Artikel vom 04.08.2010
Auf Wiedersehen Airbus A340 Iberia übernimmt letzten A340-600
In der kommerziellen Luftfahrt zeichnet sich im Segment der mittelgroßen Twin-Aisle-Maschinen schon seit geraumer Zeit ein eindeutiger Trend zu zweistrahligen Flugzeugen ab. Der Airbus A340 ist unter westlichen Modellen schon jetzt der letzte Vierstrahler in diesem Segment.
Iberia hat nun den letzten Airbus A340-600 übernommen. Wahrscheinlich wird die Maschine auch der letzte A340 insgesamt sein, der an eine normale Airline geht. Denn nach insgesamt 377 gebauten Maschinen gibt es nunmehr keine Airline-Bestellungen mehr für weitere Vierstrahler.
Einzig für die -500er Variante des Airbus A340 steht im Oktober noch eine Auslieferung an die Regierung von Kuwait aus. Weitere zwei Bestellungen der staatlichen angolanischen Petroleumgesellschaft Sonangol Group warten bereits seit 2008.

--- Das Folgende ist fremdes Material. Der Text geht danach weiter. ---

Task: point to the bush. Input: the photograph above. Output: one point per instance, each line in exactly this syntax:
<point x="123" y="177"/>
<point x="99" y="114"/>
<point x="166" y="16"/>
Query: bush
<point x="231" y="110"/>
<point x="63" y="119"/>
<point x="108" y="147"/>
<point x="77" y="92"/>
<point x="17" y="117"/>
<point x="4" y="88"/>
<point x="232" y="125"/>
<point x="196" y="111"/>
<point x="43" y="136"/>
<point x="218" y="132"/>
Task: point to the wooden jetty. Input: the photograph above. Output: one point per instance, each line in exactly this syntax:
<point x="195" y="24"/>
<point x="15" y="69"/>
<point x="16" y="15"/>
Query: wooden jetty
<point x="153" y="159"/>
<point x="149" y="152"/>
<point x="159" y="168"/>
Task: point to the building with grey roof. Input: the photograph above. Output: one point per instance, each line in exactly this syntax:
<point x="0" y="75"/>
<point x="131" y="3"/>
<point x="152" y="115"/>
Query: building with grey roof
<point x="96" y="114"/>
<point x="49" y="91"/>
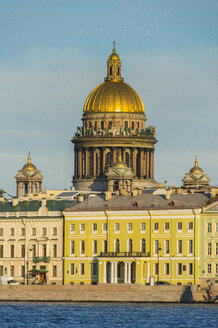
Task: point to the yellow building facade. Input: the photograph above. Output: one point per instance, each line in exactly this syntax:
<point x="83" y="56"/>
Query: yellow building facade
<point x="138" y="246"/>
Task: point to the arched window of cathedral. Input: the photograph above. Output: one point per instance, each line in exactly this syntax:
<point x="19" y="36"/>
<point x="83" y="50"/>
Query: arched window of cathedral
<point x="127" y="159"/>
<point x="143" y="246"/>
<point x="116" y="185"/>
<point x="117" y="246"/>
<point x="109" y="159"/>
<point x="25" y="189"/>
<point x="133" y="125"/>
<point x="130" y="245"/>
<point x="110" y="125"/>
<point x="138" y="165"/>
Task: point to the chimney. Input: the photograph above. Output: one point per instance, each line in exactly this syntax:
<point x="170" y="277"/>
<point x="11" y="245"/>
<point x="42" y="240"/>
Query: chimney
<point x="108" y="195"/>
<point x="167" y="194"/>
<point x="15" y="201"/>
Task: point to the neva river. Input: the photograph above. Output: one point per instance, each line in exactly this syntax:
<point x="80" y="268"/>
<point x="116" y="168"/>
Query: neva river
<point x="53" y="315"/>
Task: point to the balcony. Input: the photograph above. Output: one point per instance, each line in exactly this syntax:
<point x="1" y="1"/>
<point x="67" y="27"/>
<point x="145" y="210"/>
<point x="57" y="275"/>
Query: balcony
<point x="124" y="254"/>
<point x="45" y="259"/>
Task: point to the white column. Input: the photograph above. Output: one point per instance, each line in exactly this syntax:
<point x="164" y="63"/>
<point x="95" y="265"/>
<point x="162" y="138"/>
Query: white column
<point x="105" y="272"/>
<point x="125" y="272"/>
<point x="148" y="272"/>
<point x="129" y="273"/>
<point x="115" y="272"/>
<point x="112" y="272"/>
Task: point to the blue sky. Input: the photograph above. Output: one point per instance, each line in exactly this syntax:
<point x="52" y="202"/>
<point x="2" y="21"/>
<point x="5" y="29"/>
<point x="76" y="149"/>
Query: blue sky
<point x="53" y="53"/>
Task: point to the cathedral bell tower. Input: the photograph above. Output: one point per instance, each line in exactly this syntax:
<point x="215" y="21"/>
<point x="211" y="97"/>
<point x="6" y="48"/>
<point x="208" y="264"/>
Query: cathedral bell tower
<point x="113" y="120"/>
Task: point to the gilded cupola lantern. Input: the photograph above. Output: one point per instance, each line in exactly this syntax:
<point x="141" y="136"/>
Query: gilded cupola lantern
<point x="113" y="119"/>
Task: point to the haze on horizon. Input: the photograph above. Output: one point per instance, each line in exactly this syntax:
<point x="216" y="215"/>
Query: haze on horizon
<point x="53" y="53"/>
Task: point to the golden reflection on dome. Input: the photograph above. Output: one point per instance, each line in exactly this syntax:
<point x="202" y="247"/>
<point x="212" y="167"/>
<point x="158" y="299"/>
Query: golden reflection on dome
<point x="196" y="169"/>
<point x="29" y="166"/>
<point x="114" y="95"/>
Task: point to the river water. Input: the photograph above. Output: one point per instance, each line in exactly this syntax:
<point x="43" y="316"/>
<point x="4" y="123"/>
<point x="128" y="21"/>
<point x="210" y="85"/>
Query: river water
<point x="64" y="315"/>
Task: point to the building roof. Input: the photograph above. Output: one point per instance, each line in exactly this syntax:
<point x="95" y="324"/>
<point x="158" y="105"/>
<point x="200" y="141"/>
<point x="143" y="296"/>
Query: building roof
<point x="143" y="202"/>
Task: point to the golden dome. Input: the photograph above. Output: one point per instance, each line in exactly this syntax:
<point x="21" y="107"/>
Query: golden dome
<point x="114" y="95"/>
<point x="29" y="166"/>
<point x="196" y="169"/>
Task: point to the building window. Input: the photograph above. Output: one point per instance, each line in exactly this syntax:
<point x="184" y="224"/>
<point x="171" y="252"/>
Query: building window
<point x="12" y="250"/>
<point x="22" y="270"/>
<point x="167" y="269"/>
<point x="179" y="226"/>
<point x="94" y="227"/>
<point x="133" y="125"/>
<point x="129" y="227"/>
<point x="82" y="247"/>
<point x="104" y="228"/>
<point x="190" y="268"/>
<point x="44" y="250"/>
<point x="12" y="232"/>
<point x="33" y="231"/>
<point x="72" y="268"/>
<point x="94" y="269"/>
<point x="82" y="227"/>
<point x="209" y="227"/>
<point x="130" y="246"/>
<point x="22" y="250"/>
<point x="54" y="250"/>
<point x="143" y="246"/>
<point x="12" y="270"/>
<point x="156" y="268"/>
<point x="72" y="228"/>
<point x="117" y="246"/>
<point x="82" y="269"/>
<point x="105" y="246"/>
<point x="1" y="251"/>
<point x="167" y="247"/>
<point x="143" y="227"/>
<point x="110" y="125"/>
<point x="156" y="244"/>
<point x="190" y="226"/>
<point x="72" y="247"/>
<point x="34" y="250"/>
<point x="209" y="249"/>
<point x="166" y="227"/>
<point x="190" y="246"/>
<point x="54" y="271"/>
<point x="179" y="247"/>
<point x="55" y="231"/>
<point x="179" y="268"/>
<point x="155" y="226"/>
<point x="94" y="247"/>
<point x="117" y="227"/>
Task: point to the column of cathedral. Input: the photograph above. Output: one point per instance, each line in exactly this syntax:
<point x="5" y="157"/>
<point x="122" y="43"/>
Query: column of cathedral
<point x="86" y="161"/>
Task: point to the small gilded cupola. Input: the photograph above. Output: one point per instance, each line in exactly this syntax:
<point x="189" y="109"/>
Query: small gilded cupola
<point x="114" y="67"/>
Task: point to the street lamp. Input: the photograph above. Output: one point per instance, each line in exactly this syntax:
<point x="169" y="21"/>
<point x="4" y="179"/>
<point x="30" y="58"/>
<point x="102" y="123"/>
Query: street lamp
<point x="158" y="259"/>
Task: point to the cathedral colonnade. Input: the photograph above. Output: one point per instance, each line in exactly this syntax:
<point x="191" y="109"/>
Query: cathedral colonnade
<point x="94" y="162"/>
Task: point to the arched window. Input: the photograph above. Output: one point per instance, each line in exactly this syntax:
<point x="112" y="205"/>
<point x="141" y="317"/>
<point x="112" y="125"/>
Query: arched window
<point x="117" y="245"/>
<point x="130" y="245"/>
<point x="143" y="246"/>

Konkurrenz in der eigenen Familie
Der Langstrecken-Airbus A340 mit seinen vier Triebwerken ist in den wesentlichen Bestandteilen identisch mit dem A330. Auch die Endmontage des A340 findet in Toulouse auf einer Taktstraße zusammen mit dem A330 statt.
Der zweistrahlige Fast-Zwilling war dabei von Airbus ursprünglich für den Einsatz im Mittelstreckenbereich konzipiert. Erst die Markteinführung des überlegenen Boeing-777-Twinjets ab 1995 veranlasste Airbus, seine Strategie zu überdenken und mit dem verkürzten A330-200 selbst einen zweistrahligen Langstreckenjet auf den Markt zu bringen.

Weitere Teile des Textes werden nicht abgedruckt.